We have the Appwave which is a lot more open.
WinRT is part of almost every Win8 operating system,
but if MS continues this path for the 'normal'
operating systems ... :(. This is a beginning.
WinRT is part of the OS and it seems to be a separated
way one must believe in but part of several Windows
operating systems. WinRT is not finished. I don't have
a current status ...
We have Prism that allows to develop Metro and WinRT.
Maybe we should wait and see.
Comment by Michael Thuma on August 23, 18:32
Delphi and WinRT or Windows 8 Dirty Little Secret
What's the point? XE3 is still a half baked solution
and I doubt apps you make with it will pass the app
store's guidelines.
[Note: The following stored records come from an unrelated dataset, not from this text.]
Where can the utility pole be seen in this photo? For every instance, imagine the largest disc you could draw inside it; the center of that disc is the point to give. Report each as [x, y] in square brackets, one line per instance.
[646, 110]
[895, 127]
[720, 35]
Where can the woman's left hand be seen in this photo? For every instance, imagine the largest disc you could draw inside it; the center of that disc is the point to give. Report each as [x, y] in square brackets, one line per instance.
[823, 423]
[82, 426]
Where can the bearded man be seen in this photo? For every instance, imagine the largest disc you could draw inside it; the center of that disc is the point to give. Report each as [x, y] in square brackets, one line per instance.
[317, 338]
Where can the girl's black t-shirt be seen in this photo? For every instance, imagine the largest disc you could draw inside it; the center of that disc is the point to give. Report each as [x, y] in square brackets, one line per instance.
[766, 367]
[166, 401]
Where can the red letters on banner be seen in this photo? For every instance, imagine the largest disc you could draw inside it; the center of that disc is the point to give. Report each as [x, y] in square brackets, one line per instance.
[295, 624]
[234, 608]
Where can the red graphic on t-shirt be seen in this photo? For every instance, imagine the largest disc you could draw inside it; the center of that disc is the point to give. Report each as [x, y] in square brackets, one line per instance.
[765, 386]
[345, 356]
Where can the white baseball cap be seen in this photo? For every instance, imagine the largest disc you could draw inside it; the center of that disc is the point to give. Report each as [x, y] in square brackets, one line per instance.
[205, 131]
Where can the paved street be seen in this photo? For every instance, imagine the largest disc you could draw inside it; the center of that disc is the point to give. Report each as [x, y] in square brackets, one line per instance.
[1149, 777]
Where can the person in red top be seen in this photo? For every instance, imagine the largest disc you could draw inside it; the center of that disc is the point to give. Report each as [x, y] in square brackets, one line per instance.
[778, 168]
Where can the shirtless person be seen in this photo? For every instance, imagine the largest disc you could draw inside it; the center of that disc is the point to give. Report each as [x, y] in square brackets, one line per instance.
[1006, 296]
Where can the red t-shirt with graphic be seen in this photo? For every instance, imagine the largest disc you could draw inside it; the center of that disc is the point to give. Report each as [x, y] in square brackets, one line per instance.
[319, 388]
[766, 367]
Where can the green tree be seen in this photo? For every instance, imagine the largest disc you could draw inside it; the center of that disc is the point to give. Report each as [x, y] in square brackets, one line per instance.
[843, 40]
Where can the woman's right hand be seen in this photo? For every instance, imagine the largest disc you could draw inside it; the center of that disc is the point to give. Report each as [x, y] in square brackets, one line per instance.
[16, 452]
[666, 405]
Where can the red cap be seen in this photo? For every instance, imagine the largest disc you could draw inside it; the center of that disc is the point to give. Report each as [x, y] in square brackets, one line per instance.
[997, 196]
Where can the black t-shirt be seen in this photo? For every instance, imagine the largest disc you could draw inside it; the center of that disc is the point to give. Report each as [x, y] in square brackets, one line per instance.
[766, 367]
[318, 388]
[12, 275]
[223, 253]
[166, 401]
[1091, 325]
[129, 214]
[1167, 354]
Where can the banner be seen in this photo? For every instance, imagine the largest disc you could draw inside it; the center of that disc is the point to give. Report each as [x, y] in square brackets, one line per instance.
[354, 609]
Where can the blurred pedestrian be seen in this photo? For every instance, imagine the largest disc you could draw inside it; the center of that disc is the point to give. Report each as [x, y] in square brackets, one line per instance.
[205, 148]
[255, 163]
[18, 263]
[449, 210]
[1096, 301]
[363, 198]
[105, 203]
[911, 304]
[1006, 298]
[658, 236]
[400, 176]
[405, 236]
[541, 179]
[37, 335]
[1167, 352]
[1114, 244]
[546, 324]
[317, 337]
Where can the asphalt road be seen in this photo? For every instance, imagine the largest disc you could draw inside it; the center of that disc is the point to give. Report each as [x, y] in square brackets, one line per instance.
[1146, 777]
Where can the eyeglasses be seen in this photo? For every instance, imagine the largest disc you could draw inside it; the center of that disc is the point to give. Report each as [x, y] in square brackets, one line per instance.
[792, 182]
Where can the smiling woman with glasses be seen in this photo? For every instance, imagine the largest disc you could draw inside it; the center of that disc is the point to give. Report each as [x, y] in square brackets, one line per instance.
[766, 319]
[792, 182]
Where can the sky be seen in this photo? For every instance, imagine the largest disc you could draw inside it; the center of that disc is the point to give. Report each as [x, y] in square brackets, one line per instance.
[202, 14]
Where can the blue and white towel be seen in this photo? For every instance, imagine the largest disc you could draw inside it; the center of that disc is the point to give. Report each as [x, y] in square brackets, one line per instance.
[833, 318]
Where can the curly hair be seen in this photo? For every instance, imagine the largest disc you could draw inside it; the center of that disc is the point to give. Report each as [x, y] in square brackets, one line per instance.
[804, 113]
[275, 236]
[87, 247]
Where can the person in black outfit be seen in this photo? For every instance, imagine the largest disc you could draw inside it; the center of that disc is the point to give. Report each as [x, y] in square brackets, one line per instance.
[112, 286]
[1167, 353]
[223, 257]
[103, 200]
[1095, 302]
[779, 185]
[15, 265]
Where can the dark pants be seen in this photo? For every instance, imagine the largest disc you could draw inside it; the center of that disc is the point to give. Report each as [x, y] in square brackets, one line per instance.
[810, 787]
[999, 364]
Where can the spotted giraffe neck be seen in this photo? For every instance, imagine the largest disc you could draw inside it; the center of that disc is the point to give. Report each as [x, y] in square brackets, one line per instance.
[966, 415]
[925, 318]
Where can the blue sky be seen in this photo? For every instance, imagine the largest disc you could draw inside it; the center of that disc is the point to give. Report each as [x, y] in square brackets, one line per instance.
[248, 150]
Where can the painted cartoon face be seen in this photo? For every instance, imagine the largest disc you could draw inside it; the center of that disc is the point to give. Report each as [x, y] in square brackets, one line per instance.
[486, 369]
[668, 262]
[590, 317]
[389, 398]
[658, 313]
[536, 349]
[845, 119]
Will EMB drop this like they did
with their ios from XE2? I've been burned enough with
their decision making and it was a costly exercise.
Comment by Al on November 26, 13:35
Delphi and WinRT or Windows 8 Dirty Little Secret
Al,
XE3 has no support for WinRT, so you cannot have a Windows store
application, and no one is implying that. iOS hasn't been dropped, but
extended and revamped and this was in the plans since the beginning...
-Marco
Comment by Marco Cantu
[http://www.marcocantu.com]
on November 28, 11:07
Delphi and WinRT or Windows 8 Dirty Little Secret
I have several projects running successfully with
Delphi 5 on Windows 8 - one of these projects
compiles 62k lines - no issues. I've amended the
install to Program Files\Borland...... and not (x86)
as prompted on install. Run in XP mode as
Administrator gives me A1 functionality.
Comment by JOHN H on August 12, 06:14
There are currently 0 pending (unapproved) messages.
Marco Cantu ( August 23, 2012 at 9:02 am)
"If Microsoft cannot relax the restrictions, so why is it letting Visual C++ developers use those “forbidden” APIs? The issue at stake is that Visual C++ and C++Builder (or Delphi) should have the same rights! More or less like Internet Explorer and Chrome…"
David Heffernan ( August 23, 2012 at 9:41 am):
"VC++ devs can’t use the forbidden apps either. But the VC++ runtime can. At the moment Emba’s runtime cannot call them. That’s the iniquity."